La junte birmane a organisé des manifestations dans la capitale Naypyidaw et à Rangoon, mardi 6 août, où ses partisans ont brandi des pancartes montrant des images de victimes présumées de l’hôpital militaire de Lashio. Sur les chaînes Telegram pro-régime, des voix ont dénoncé « trafiquants de drogue » et certains « extrémistes » soutenus par la Chine – les Kokang sont des Chinois qui vivent en Birmanie depuis des siècles et dont la langue officielle est le mandarin.
Des capacités sous-estimées
Le chef de la junte et architecte du putsch de février 2021, le général Min Aung Hlaing, a condamné le même jour, dans un long discours, la reprise des combats par les Kokang et leurs proches alliés, les armées ethniques Ta’ang et Arakanaise (le trio se fait appeler le « Alliance des Trois Fraternités »« l’alliance des trois fraternités »), et la « experts en technologie étrangère » qui leur donnerait un coup de main.

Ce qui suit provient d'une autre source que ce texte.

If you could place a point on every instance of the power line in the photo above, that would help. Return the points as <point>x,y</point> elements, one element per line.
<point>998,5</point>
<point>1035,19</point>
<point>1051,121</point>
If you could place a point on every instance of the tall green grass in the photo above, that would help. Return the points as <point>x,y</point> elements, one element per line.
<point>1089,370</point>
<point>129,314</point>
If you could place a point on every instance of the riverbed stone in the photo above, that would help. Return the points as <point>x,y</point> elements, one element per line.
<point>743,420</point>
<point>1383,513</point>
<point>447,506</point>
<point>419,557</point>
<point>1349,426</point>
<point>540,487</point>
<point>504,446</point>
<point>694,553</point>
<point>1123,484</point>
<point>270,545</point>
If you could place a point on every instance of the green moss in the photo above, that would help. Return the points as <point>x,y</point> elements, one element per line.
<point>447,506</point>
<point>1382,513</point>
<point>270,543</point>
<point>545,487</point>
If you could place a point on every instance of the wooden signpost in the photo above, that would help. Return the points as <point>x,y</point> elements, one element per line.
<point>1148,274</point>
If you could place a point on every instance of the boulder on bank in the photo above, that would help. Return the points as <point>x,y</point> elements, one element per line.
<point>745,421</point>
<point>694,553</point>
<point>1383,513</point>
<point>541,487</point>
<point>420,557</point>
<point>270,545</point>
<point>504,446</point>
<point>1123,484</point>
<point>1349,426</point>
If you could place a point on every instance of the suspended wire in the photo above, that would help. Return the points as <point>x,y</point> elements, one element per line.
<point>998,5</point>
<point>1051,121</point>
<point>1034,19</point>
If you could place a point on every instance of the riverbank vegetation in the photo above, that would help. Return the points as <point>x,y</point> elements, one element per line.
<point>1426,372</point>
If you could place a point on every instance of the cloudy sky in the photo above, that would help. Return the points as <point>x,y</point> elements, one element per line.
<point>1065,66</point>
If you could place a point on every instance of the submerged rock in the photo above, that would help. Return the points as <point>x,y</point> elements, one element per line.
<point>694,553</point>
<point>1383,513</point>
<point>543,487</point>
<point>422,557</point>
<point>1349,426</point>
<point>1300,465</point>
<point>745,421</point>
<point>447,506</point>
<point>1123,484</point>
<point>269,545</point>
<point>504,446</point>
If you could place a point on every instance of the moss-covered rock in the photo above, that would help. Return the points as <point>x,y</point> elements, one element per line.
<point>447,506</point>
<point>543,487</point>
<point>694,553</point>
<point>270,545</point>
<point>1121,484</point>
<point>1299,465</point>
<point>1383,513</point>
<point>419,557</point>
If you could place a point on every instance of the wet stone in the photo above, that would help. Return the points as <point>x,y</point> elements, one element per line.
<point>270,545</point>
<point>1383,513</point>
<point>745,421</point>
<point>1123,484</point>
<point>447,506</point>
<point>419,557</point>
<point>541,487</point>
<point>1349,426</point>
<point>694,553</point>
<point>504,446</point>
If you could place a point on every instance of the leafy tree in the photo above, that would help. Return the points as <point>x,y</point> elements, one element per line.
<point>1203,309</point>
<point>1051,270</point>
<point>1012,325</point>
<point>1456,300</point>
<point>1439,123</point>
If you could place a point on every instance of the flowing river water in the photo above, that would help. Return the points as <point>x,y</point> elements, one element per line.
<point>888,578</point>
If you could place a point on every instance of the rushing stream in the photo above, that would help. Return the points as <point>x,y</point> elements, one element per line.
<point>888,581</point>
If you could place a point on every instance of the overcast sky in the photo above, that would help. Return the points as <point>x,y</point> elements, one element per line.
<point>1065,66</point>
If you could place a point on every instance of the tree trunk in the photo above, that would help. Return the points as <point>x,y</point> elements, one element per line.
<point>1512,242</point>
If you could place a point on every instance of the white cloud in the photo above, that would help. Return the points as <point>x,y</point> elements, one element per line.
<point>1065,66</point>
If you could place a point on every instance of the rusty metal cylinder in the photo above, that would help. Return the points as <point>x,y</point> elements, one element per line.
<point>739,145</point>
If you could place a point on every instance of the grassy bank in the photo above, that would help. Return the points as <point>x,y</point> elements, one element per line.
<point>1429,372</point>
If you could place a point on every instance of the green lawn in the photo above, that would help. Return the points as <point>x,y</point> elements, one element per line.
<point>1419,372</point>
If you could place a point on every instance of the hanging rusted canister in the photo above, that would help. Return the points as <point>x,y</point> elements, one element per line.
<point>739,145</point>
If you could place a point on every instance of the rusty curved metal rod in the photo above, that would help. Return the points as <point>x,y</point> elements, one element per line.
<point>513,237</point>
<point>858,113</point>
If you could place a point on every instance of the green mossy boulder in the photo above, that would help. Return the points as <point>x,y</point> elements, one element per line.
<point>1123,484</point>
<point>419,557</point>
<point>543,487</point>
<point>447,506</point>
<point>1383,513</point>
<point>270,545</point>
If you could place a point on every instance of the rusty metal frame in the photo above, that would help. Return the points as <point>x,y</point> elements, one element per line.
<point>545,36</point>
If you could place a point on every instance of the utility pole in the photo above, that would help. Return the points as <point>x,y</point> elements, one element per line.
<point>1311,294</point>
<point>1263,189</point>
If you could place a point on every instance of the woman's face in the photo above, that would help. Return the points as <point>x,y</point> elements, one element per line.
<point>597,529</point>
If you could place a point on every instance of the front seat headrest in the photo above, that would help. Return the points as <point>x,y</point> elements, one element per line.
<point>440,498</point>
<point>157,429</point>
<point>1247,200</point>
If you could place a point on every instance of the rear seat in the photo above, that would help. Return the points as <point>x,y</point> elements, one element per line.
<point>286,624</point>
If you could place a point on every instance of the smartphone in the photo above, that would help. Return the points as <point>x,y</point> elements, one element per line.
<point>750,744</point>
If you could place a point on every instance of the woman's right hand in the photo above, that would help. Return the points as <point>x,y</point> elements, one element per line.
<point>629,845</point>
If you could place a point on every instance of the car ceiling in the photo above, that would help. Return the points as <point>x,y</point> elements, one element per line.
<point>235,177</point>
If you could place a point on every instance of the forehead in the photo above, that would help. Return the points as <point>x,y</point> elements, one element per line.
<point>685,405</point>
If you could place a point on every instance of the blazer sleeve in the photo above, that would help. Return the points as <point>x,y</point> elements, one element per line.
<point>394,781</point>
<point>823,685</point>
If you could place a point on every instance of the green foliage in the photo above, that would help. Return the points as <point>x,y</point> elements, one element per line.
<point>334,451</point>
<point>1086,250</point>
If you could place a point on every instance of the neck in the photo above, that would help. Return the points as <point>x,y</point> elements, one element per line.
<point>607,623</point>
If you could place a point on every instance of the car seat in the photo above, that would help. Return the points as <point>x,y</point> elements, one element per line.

Il a appelé à se rallier derrière la Tatmadaw, les forces armées birmanes, seules capables de résister à la « insurgés internes » et à « envahisseurs extérieurs »Pas sûr qu’il convainque, même au sein de son camp où, comme après la chute en janvier de Laukkai, la capitale de l’enclave de Kokang, la grogne contre lui a recommencé à se faire entendre : le moine ultranationaliste Wirathu, pourtant pro-régime, l’a accusé, le 8 août, d’envoyer des soldats à la mort sans stratégie. Militairement, la conscription forcée, lancée en février, peine visiblement à remonter le moral des troupes.